Lauren and I are getting along sooooo well. I love that we can smoke some weed and play some cards, or we can go to a show, or we can just talk about all the crazy fucking people around us. Seriously, almost said "in this city," then I said, "I fucking hate people who say that." Never ever gonna be that asshole God help me, Jesus.

Still, tons of nutjobs.

I really feel that now that I'm trying a little harder to be someone's husband, things are so much better in my whole life. I hate having had to have "grown up," and I've always dreaded it, and it's just as awful as I always imagined it would be, but there's also lots of great stuff about it too. I love that I'm good enough at my job to sort of choose where I want to work. Lauren and I will be able to live in all kinds of places. We'll share a lot the world together.

Realizing that I'm not really all that great of a husband was pretty awful for me. It made me realize that never in my whole life have I ever really wanted to try at anything. I've always sort of taken the attitude of, "If I try my hardest, people are just going to freak out and yell at me again."

I wonder what it was like for Bill, growing up as "the weird one." I seriously think my parents thought, "Andy will be the athletic one, Bill will be the smart one." Then we sort of turned out to have our own personalities, and Dad just had a hard time (at first) of letting go of Andy the hockey player. And he'd get so mad. Yelling at us in the car. When I think of it, it was absolutely insane. My dad's not abusive, but that was a really dark time in his life, and it scares the shit out of me.

And I think what happened to my dad was, he didn't really want to be responsible to anyone. I think part of him just wanted the fun part of having a kid. The kid watches hockey with you. The kid is athletic and not into, God forbid, musical theater. So when he started to ease into it, he came to realize that the kids not at all who you want him to be, and you're fucking lucky he's not a rapist or a bank robber.

How horrible it must have been for him to have to go through this crap that I'm going through with the added burden of children. Two kids who you love, and one last kid who represents your last chance to do something awesome. Please, let him love hockey, please, please God...

Shit. Dresses like Peter Pan.

Outlook not so good.

Dan did such a good job of balancing "I'm going to be my own person" with "I'm going to prevent Dad from having a meltdown."

Wow, didn't realize 'til right now that that's what I was talking about. Just been sitting here in stunned silence for the past thirty seconds.

Now it's starting to make a lot more sense. God, Dad loved us just fine, but he couldn't control himself. He's as nuts as his brothers or his sister. As nuts as his Dad. Jesus Christ. One of these Nathan K_r sons of bitches is going to be a fucking serial killer. I'm going to have to tell people, "That's my cousin." I mean, I won't. They'll ask. We have the same last name.

Realizing just how deeply mental illness must run in the family. And, oh, yeah, Dad used to get in my face and scream at the top of his lungs. When I was 8. In 3rd grade. You really weren't pulling your weight at practice today and, oh, yeah that's a totally normal screaming match to have with your father in the locker room in front of your teammates.

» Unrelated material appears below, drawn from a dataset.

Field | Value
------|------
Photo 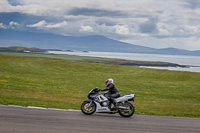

Wow, this is pretty fucked up to be thinking. I'm going between two extremes. Either, "I'm the crazy one, and I'm exaggerating everything" or "this shit all really happened."

Holy fuck. Do I have genetic illness that's going to make me schizophrenic? 'Cause that would be funsies. Am I going to scream at my kid?

My dad must have been in so much fucking pain all the time. Especially when he decided, "You know what? I'm going to be a grown up and contribute around the house, plan nice vacations and gifts for my wife, call my son and ask how he's doing.

OK, last one only happened once, but it was really nice.